In this case, the police were not liable either under a governmental immunity statute. Under these laws, recovery from a governmental authority may be minor or nonexistent. These incidents are not common, but they are also not rare.
We have seen the kind of damage to property that can occur from active shooter episodes in recent years. While a relatively minor claim, we saw a homeowner’s boat riddled with bullet holes when one of the Boston Marathon bombers was cornered in the boat.
Historically, this type of exclusion exists to preclude coverage for government-mandated seizure or destruction of condemned property as a public safety hazard or RICO seizures of property. It is understandable and socially desirable for insurers to deny claims for property damage arising from criminal acts of the insured. But for situations like this, innocent insureds have suffered fortuitous losses.
A similar exclusion can be found in auto policies. For example, the ISO personal auto policy excludes:
A total loss to “your covered auto” or any “non-owned auto” due to destruction or confiscation by governmental or civil authorities.

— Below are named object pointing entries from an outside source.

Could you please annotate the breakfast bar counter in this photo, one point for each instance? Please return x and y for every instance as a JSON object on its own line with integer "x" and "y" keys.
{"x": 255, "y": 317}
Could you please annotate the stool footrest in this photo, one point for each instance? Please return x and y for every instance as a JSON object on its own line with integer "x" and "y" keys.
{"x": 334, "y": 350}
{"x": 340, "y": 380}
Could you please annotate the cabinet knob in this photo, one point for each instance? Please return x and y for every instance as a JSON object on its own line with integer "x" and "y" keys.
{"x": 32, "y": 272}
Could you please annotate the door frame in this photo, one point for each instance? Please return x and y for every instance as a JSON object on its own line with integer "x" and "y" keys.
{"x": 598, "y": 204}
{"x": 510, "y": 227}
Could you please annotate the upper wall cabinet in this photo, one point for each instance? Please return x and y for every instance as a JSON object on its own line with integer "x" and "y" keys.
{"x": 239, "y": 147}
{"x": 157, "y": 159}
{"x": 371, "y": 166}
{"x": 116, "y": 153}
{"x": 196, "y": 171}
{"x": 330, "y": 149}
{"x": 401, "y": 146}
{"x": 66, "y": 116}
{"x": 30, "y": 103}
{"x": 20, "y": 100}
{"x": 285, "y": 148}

This Exclusion (6.) does not apply to the interested of Loss Payees in “your covered auto”.
I’m personally aware of two claims where vehicles were stolen and later used in the commission of a felony. In one case, law enforcement impounded the vehicle for over a year while the case was tried. The innocent insured was denied compensation by both law enforcement and the insurance company. If the auto was stolen, the insured would have been entitled to compensation…from the standpoint of the insured, confiscation by the police is just as fortuitous of a loss as theft by a criminal.
As you can see, in the exclusion above, an exception is made for an innocent loss payee. So, why not an exception for innocent insureds? If and when the vehicle is released, the insured could perhaps have the option of keeping the monetary settlement or returning it to the insurer in exchange for the vehicle.
What do you think? Feel free to Comment below.
Latest posts by Bill Wilson (see all)
- Free Articles You Can Reprint - August 30, 2022
- How Much PAP Loss of Use Coverage Do I Need? The Newest Reason to Buy the Rental Car LDW? - August 30, 2022
- Maintaining AI Status After Completion of Work - August 30, 2022
In criminal litigation, this could mean the difference in obtaining a conviction or not. If your alleged victim is not willing to participate and testify, because they aren’t getting help with the real-life impacts, then many cases won’t be able to proceed and can end up being dismissed.
A very good suggestion. Many years ago I had an insured’s vehicle that was “recovered” in a sting operation at a body shop that was run by the police as a chop shop. Our insured was a legitimate theft victim and was in no way involved in disposing of the vehicle. IIRC, our SIU was informed by an NICB investigator. We paid the total loss and waited quite a while to get the salvage vehicle. It was only under the threat of filing a “replevin” action that got the DA’s office to release it. I had learned about replevin in a Claim Law Course, I believe, and our counsel was pretty excited about being involved with an interesting/novel issue.
It would be nice to not have to get lawyers involved in situations like this.
Agreed! Unfortunately, “would you please give us our properly back so we can sell the salvage” was falling on deaf ears.
Bill – I very much agree with your viewpoint. Coverage should not exclude coverage for an innocent policyholder that suffers an accidental loss to its property
I don’t think it’s an extraordinarily common occurrence, but it’s a big deal to the person who feels victimized all over again. And, if it’s not that common, why not do the right thing and cover it. I’m guessing the impact on loss experience and rates would be nil.
As usual, you’ve raised some interesting points for discussion. In the scenarios you depicted in your article, the insured was a victim in more ways than one. Most would argue this is not “fair” and something should be done.
This issue appears as a topic for the Mid America Insurance Conference to discuss in search of fairness and getting something done, especially as Tim sits on the agents panel.
I remember that the auto theft issue was a MATC agenda item but I believed it was dropped since we only had one example of this happening. I’m sure there are many others but this is the only one I had personal knowledge of. Has it been reinstated as an agenda item? If so, perhaps it should also be added to the HO and CP lines since this type of exclusion exists in many property forms.